In this article, we will explain what happens if the father’s name is not on the birth certificate. We discuss what a father can do if he is not on the birth certificate, as well as how not having the father on the birth certificate affects the child. In a previous article, we discussed what rights a father has if he is listed on the birth certificate of a minor child.
When a married couple has a child, the man is automatically presumed to be the father and has full legal and parental responsibility rights to the child. When an unwed couple has a child, however, the father does not have the same rights as he would if he were married to the mother.
By signing the birth certificate a father is acknowledging his legal relationship with the child; this means he is therefore obligated to financially support the child. Signing the birth certificate does not establish paternity that grants a father with visitation and decision-making rights to the child. Establishing paternity must be done through a court order, which will also determine custody and/or visitation rights, as well as additional parental responsibilities, based on what’s in the best interest of the child.
If an unwed father is not listed on the birth certificate, he has no legal rights to the child. This includes no obligation to paying child support and no rights to visitation to custody or child support. If no father is listed on the birth certificate, the mother has sole legal rights and responsibility of the child.
If a father is not on the birth certificate but would like to have legal rights and access to the child, the best idea is for him to establish paternity to acknowledge he will take legal responsibility of the child. To begin the process, he can sign an affidavit of paternity and file it with the court. This affidavit indicates that he believes he is the father of the child and would like to legally establish himself as such. The mother’s signature on the affidavit is required to establish paternity.

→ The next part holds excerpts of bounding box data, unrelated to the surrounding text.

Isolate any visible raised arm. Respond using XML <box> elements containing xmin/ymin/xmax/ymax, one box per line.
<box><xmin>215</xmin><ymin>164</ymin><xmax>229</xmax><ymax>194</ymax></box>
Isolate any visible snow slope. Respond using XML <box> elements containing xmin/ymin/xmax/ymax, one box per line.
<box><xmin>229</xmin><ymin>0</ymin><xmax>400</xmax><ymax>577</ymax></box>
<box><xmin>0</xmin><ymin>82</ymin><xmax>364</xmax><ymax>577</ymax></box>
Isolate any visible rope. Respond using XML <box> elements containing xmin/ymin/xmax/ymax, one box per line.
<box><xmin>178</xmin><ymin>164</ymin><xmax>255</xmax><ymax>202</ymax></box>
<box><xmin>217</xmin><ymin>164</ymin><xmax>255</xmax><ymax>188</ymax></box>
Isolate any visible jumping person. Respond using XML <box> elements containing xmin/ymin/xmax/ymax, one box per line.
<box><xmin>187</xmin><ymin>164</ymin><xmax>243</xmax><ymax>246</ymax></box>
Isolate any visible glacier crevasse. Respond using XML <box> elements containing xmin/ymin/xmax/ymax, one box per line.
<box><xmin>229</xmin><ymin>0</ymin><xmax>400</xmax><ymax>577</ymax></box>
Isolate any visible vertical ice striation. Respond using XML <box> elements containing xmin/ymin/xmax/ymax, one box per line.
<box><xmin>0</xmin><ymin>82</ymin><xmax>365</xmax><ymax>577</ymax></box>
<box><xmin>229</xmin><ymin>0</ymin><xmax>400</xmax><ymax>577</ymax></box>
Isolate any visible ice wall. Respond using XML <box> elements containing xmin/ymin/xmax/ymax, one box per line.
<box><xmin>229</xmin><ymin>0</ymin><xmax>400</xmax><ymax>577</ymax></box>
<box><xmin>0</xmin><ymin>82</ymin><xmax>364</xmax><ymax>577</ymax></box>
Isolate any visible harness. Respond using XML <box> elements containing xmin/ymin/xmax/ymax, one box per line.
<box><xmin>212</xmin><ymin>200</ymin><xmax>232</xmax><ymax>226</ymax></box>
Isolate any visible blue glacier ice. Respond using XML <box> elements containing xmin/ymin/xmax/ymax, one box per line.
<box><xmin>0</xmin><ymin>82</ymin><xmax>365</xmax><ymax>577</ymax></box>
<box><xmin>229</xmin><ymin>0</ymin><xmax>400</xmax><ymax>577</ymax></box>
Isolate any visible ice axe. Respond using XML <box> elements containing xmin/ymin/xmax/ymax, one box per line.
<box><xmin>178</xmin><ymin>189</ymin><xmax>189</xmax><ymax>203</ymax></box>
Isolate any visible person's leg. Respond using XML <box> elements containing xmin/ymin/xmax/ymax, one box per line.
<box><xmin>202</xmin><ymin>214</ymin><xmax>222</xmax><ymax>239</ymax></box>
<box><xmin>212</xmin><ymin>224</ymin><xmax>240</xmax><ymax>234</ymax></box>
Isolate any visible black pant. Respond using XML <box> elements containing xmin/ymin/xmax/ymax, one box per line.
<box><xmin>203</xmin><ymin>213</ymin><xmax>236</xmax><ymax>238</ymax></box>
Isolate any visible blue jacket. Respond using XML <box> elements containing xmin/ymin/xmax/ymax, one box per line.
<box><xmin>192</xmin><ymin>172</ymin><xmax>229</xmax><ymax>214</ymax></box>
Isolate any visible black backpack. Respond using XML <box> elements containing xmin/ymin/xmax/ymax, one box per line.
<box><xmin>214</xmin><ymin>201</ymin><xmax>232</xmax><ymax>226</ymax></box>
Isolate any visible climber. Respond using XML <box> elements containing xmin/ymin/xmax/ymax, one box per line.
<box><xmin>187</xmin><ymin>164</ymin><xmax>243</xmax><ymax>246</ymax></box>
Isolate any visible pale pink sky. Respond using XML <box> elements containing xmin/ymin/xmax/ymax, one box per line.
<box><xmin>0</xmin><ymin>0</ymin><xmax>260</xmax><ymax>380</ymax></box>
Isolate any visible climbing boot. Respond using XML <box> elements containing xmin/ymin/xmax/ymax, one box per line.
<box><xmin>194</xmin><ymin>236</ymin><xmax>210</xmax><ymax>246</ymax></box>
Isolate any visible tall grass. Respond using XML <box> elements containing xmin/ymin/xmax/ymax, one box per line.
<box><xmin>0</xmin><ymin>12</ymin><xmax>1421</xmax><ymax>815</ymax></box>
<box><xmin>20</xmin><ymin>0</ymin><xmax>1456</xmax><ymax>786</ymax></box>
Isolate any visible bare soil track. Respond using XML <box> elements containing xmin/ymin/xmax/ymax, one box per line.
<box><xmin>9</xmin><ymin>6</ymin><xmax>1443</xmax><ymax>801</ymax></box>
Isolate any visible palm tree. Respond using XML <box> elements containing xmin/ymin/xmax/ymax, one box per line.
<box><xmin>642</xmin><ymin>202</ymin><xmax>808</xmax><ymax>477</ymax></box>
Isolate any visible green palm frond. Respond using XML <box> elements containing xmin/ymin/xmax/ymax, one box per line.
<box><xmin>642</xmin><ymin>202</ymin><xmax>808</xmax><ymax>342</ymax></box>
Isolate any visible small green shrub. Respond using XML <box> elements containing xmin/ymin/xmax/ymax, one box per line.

If she refuses to sign it, the father can request a DNA test to be completed by an order of the court.
Once paternity is established, the father now has legal rights to the child. Custody, visitation and parental responsibility can be determined with or without the court; this is mostly dependent on the parent’s relationship. If it’s handled by the court, the court will look at all circumstances regarding both parents and make its decision on what is in the best interest of the child.
Birth certificates can also be amended. So, if a father is not listed on the birth certificate at the time of birth, his name can be added to and he may sign the birth certificate at a later time. There is generally a fee to amend the original birth certificate and can take up to a month to receive the amended birth certificate.
There are a number of reasons a father’s name may be left on the birth certificate: the mother is not sure who the father is, the father cannot be located, the parents are no longer in a relationship, they may have a strained relationship and the mother doesn’t want the father’s name on the birth certificate, etc. Whatever the reason may be, it’s important that both parents understand the implications of leaving the father’s name off of the birth certificate and how it will affect the minor child.
As mentioned, having an unwed father’s name on the birth certificate acknowledges his legal relationship of the child and makes him obligated to pay financial support of the child. This could help cover the cost necessities for the child’s life. This can also entitle the child to be covered under the father’s health insurance plan. In case of the father’s death, the child has a right to social security death benefits and a right to inherit.
If the mother’s concern is the father’s access to the child, the involvement of a court can help determine the father’s rights and access to the child based upon what is in the best interest of the child. If parents are unsure whether to include the father’s name on the birth certificate, or if the father wants to establish paternity but doesn’t know how, the best idea is for them to seek advice from a family attorney.